The word nostalgia—from the Greek nostos (return home) and algos (pain)—originally described a ‘morbid longing to return to one’s home; severe homesickness considered as a disease.’ You want to go home so badly it physically sickens you, debilitates you, causes you pain. Over time our use of the word has transformed that yearning for home to anything from our past—from people and places to butterfly clips. So what is that fluttering in my chest, that warmth?

It feels lighter than the original definition of nostalgia—I don’t feel sick, but I do feel that yearning. It’s yearning for the future though, not the past, and certainly not my past. There’s no desire to return to my youth, but I’m pulled to return to those of the Secret Life.

It’s not really nostalgia. It’s hope.

Coming-of-age stories make us feel hopeful. No matter what age we are, or what generation we fall into, that glistening of possibility keeps us going. It’s what gets us through the heartache and grief and the utter bewilderment of nothing going to plan.

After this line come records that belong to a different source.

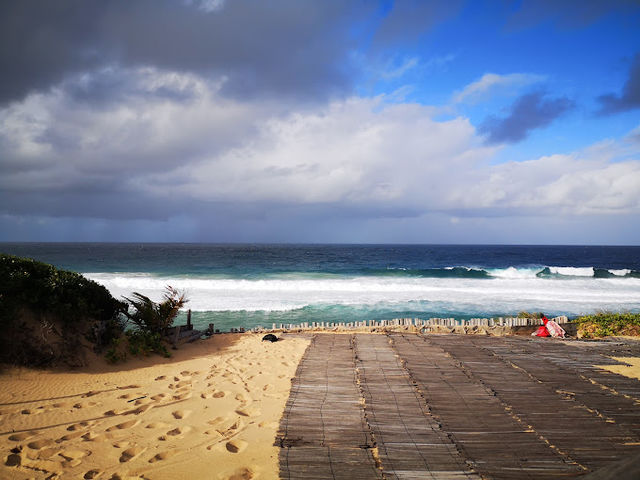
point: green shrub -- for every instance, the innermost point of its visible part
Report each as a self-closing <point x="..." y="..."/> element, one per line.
<point x="146" y="343"/>
<point x="42" y="288"/>
<point x="531" y="315"/>
<point x="604" y="324"/>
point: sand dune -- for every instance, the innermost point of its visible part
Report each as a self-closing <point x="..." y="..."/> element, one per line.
<point x="211" y="411"/>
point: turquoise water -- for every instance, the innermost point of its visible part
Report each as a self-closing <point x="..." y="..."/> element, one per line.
<point x="250" y="285"/>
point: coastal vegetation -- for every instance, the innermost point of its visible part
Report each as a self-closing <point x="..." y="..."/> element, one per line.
<point x="151" y="322"/>
<point x="604" y="324"/>
<point x="50" y="316"/>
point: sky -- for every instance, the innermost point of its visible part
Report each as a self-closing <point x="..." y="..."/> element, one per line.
<point x="333" y="121"/>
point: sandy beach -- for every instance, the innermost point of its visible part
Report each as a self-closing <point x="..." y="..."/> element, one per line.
<point x="211" y="411"/>
<point x="218" y="408"/>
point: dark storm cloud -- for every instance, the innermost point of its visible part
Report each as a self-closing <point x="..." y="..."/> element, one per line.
<point x="286" y="47"/>
<point x="568" y="14"/>
<point x="630" y="98"/>
<point x="529" y="112"/>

Hope energises and inspires, it fuels us when we are heavy, and lies next to us when we are alone. It is so fiercely and desperately important.

The Secret Life of Us offers a familiar hug. We might cringe at first, but ultimately surrender into it. We need hope, and we need each other. And it’s okay if that all looks so different than you initially imagined. One day I might look back and regret being so earnest. But not now, not today.

The Secret Life of Us is available to stream now on Netflix.